Anyway, I am following Baron Schwartz et al’s High Performance MySQL book and thought the example of building your own hash index for URL lookup looks really useful and clever. On the topic of hash collison, the book discussed using words in /usr/share/dict/words as an example. By the way, High Performance MySQL 2nd Edition is a fantastic book, highly recommended!
I tried that myself. Here is the relavent code to play along, assuming you have the table and triggers set up:
mysql> load data infile ‘/usr/share/dict/words’ into table pseudohash (url);
Query OK, 98569 rows affected (1.99 sec)
Records: 98569 Deleted: 0 Skipped: 0 Warnings: 0
mysql> select url_crc, count(*) from pseudohash group by url_crc having count(*) > 1;
| url_crc | count(*) |
| 1774765869 | 2 |
1 row in set (0.37 sec)
mysql> select url, url_crc from pseudohash where url_crc = 1774765869;
| url | url_crc |
| codding | 1774765869 |
| gnu | 1774765869 |
2 rows in set (0.10 sec)
I then went to SQL Server to see if there is a built-in function that does CRC32 hashing.
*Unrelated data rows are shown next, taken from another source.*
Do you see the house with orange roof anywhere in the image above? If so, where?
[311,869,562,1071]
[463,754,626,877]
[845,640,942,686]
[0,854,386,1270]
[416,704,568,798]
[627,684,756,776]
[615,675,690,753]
I didn’t see it in Books Online. One of those days, when I find some free time, I will write a C# function and expose it as a UDF inside SQL Server. I will then run some benchmark logical reads with this hash index idea implemented in SQL Server and see how it affects things.
A side benefit of this exercise is I learned the meaning of “codding”, which I found somewhat amusing.